— Вы говорите о королеве, — живо начала она, — а судить о королеве как о всякой другой женщине — это величайшая несправедливость. Другие женщины имеют право быть открыто счастливыми или же открыто несчастными, имеют право выплакать при посторонних свои слезы или же кричать от нестерпимой боли. Но королева!.. Горе жены, горе матери — она все должна таить, все подавлять в себе… Если королева оскорблена, разве она может уйти от мужа? Разве она может требовать развода? Этим она доставит радость врагам престола… Нет, рискуя показаться жестокой, слепой, равнодушной, она должна держать голову прямо, чтобы с нее не свалилась корона. Нас поддерживает не гордыня, а сознание нашего величия. Это оно заставляет нас выезжать с ребенком и с мужем в открытом экипаже, хотя в воздухе пахнет выстрелами заговорщиков, это оно делает для нас менее мрачным изгнание и мутное небо чужбины; наконец, это оно дает нам силы переносить тяжкие оскорбления, о которых вы, княгиня Розен, надеюсь, говорили со мной сейчас в первый и последний раз.
Воодушевленная собственной речью, к концу ее она заспешила, затем хлестнула коня властным «Пошел!», конь, как ветер, помчал ее по лесу, и, вся отдавшись упоению бешеной скачки, теперь она слышала только, как шуршит ее голубая вуаль и как хлопает подол ее суконной амазонки.

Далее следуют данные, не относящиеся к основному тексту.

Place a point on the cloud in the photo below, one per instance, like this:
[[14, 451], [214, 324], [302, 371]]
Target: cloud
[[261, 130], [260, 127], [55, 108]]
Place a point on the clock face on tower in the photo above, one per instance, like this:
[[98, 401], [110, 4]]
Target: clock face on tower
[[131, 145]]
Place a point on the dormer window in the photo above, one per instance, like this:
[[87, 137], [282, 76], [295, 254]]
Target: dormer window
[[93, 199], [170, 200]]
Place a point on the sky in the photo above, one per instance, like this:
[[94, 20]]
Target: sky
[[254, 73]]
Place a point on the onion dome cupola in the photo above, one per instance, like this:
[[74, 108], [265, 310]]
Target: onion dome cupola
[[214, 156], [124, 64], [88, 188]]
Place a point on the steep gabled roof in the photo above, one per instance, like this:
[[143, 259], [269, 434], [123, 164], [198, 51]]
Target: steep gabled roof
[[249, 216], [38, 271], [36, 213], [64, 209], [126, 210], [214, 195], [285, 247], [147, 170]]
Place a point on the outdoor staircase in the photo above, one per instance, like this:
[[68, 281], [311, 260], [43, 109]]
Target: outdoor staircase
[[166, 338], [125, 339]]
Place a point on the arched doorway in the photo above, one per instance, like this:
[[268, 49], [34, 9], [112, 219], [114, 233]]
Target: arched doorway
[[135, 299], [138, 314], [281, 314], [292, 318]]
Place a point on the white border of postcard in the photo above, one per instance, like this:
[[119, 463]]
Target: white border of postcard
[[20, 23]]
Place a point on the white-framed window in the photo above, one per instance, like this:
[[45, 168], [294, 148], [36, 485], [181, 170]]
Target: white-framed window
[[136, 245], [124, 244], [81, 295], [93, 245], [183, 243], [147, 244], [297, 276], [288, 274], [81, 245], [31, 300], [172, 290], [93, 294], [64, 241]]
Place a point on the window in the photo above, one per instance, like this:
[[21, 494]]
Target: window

С этого дня Колетта оставила королеву в покое, но так как ее нервам требовались отвлечение и разрядка, то она обратила свой гнев, свои отравленные стрелы против Элизе и решительно перешла на сторону маркизы. Двор разделился на два лагеря, причем за Элизе был только о. Алфей: его резкая манера выражаться, всегда готовая сорваться у него с языка грубость в нужный момент служили Элизе мощным подспорьем, но монах часто ездил в Иллирию с поручениями от цитадели францисканского ордена на улице Фурно к францисканским монастырям Цары и Дубровника. По крайней мере таков был предлог его окруженных глубочайшей тайной поездок, из которых он возвращался в еще более воинственном расположении духа и, взбираясь на лестницу, стремительно перешагивал через несколько ступенек, яростно теребил четки, а твердя молитву, разгрызал ее с таким упорством, точно это была пуля. Он надолго запирался с королевой, а потом снова отправлялся в путь, предоставляя партии маркизы объединяться против наставника. Все, от старого герцога, с его вошедшей в плоть и кровь военной и светской дисциплиной, которого коробили неряшливость в одежде и лохматые волосы Меро, и до камердинера Лебо, бессознательного врага всяческой независимости, до последнего конюха, до последнего поваренка — прихвостня вышеупомянутого Лебо, до безобидного Босковича, который тянулся за другими из малодушия, из уважения к большинству, плели вокруг нового учителя сеть заговора. Их неприязнь выражалась не столько в действиях, сколько в словах, во взглядах, в ужимках, в легких стычках, возникающих при тесном общении людей, которые терпеть друг друга не могут. Ох уж эти ужимки — специальность г-жи Сильвис! Глядя на Элизе, она придавала своему лицу то презрительное, то надменное, то насмешливое, то желчное выражение, но особенно удачно изображала она на своем лице почтительную жалость при виде маленького принца; подавляя вздохи, закатывая под лоб глаза, она обращалась к нему с вопросом:
— Вы здоровы, государь?
И она ощупывала его своими длинными костлявыми пальцами, назойливо гладила дрожащими руками. Наконец королева не выдерживала.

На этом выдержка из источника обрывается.